The Haunted Palace by Edgar Allan Poe

The last poem printed in Weird Tales in 1925 was "The Haunted Palace" by Edgar Allan Poe. It first appeared in a magazine published in Baltimore by Nathan C. Brooks (1809-1898). The original title of the magazine was The North American Quarterly. In or about 1838, Brooks renamed his new charge The American Museum of Science, Literature and the Arts, or The American Museum for short. Evidently, the magazine was also referred to as the Baltimore Museum. That's a lot to go through, but it seems like there is a lack of clarity and precision out there on the Internet as to the original source of "The Haunted Palace." The date of publication by the way was April 1839.

Poe soon incorporated "The Haunted Palace" into his short story "The Fall of the House of Usher," first published in Burton's Gentleman's Magazine in September 1839. "The Haunted Palace" is a poem in six stanzas of eight lines each. In "The Fall of the House of Usher," the stanzas are numbered. In Weird Tales, they are not. Without going through these two versions, I can't say whether they are word for word the same.

I have written before about "The Haunted Palace." First I listed it in Poe's works reprinted in Weird Tales. In writing about Charles Beaumont (1929-1967), I listed some of that author's screen adaptations of other works. These included the screenplay for The Haunted Palace (1963), which is actually an adaptation of "The Case of Charles Dexter Ward" by H.P. Lovecraft (Weird Tales, May-July 1941).

In 2021, I wrote about Les Baxter (1922-1996). Baxter wrote the scores for many Hollywood movies, including The Dunwich Horror, from 1970. Inasmuch as The Haunted Palace was the first film adapted from a work by Lovecraft, the composer of that score, Ronald Stein (1930-1988), should probably get credit for the first recorded musical adaptation of a work by Lovecraft, assuming a movie score is a kind of program music and therefore an adaptation. Prior to that, I had written about what I called "The Other Forms of Lovecraft," listing The Haunted Palace as the first adaptation on film of a work by Lovecraft.

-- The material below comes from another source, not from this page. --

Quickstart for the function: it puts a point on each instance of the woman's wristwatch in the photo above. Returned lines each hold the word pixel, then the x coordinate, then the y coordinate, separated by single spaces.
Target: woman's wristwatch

That's a lot about Lovecraft and less about Poe. I'll close by letting you know that, according to Wikipedia, "The Haunted Palace" has been adapted to music four times, first in 1904 by French composer Florent Schmitt (1870-1958).

The cover of an album of musical works based on two stories and a poem by Edgar Allan Poe, including Florent Schmitt's symphonic poem Le Palais hanté, Op. 49, based on "The Haunted Palace" by Poe. I have this image from a very thorough blog entry called "Florent Schmitt and the French Fascination with Edgar Allan Poe: Le Palais hanté (1904)" by Phillip Nones, posted on December 10, 2012, here. Thank you to Mr. Nones and the conductor(s) of that blog. This is the kind of thing the Internet was supposed to be instead of what it is.